La miccia, perché tutto ciò accadesse, fu il tragico prologo dell’uccisione di Francesco Lorusso: l’11 marzo 1977.

È in quei giorni dedicati al convegno dove, mentre il “Movimento Studentesco” si lascia travolgere dalle posizioni politiche di Autonomia Operaia, la parte creativa del movimento bolognese fa nascere l’Harpo’s Bazar, grazie all’iniziativa e alla voglia di trovarsi un lavoro “non convenzionale” di Oderso Rubini. Qui si esibiscono i “Centro d’Urlo Metropolitano” con “Mamma Dammi la Benza” che diventarono, subito dopo, i “Gaznevada”. C’erano gli Skiantos, i Confusional Quartet e soprattutto, c’era Radio Alice.

Questo è il momento preciso dove Bologna si mette al centro delle nostre vite.

Qui si crea il futuro, il nostro, e ci rimane.

“Marty! Devi tornare indietro con me… Indietro, nel Futuro!”

Quei fatti, sommati a molti altri degli anni precedenti, forse l’onda lunga del ’68, non furono solo la scintilla determinante per farci diventare quelli che oggi siamo ma diventarono l’ultima fiammata di ribellione pura prima degli anni ’80, l’inizio della barbarie, volendo parafrasare il titolo del libro di Paolo Morando.

Bologna, grazie alla fondamentale presenza della sua Università, la più antica del mondo, ha sempre saputo cogliere tutti i cambiamenti, non sto esagerando, dell’umanità. Attraverso le arti, grazie alla libertà espressiva dei suoi artisti. Bologna è l’ombelico del nostro mondo con cui connettersi, per restarne in contatto, a Berlino, Londra, New York.
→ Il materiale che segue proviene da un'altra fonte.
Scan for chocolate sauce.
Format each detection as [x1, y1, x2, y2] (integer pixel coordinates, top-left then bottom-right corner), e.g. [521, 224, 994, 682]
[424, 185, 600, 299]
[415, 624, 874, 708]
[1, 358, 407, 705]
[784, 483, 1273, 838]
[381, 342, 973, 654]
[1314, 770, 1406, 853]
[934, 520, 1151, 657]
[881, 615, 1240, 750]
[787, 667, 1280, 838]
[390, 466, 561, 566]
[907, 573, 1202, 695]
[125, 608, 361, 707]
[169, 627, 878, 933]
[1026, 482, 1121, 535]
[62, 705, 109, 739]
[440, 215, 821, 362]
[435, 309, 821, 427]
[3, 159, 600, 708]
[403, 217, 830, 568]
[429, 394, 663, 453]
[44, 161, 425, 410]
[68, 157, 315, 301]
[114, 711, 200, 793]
Non è un caso, non lo era allora e non dovrebbe esserlo neppure oggi, che se sei in tour o hai il tuo nuovo disco da promuovere, prima di tutto, suoni a Bologna.
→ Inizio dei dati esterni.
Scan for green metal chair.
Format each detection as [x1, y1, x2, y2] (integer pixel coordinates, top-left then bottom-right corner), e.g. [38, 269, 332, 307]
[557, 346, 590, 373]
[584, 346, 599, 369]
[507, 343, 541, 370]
Bologna: Città di Frontiera

Bologna non è una città come tutte le altre. anzi, Bologna proprio non è una città: è un multiverso dove tutto accade prima, sempre, anche quando credi di essere stato tu il primo.

Senza Bologna, noi non saremmo mai esistiti. Francesca non sarebbe la Francesca che conosciamo, io non sarei mai esistito e neppure Marco, Roberto, Giulia, Chiara, Marina, Paola, Maurizio, Augusto…

Bologna è un po’ Londra e un po’ New York. Bologna è molto più Berlino, dove è stato anche il Bonetti e sia pur la trovasse un po’ triste, molto grande, continua a far rima con bambino.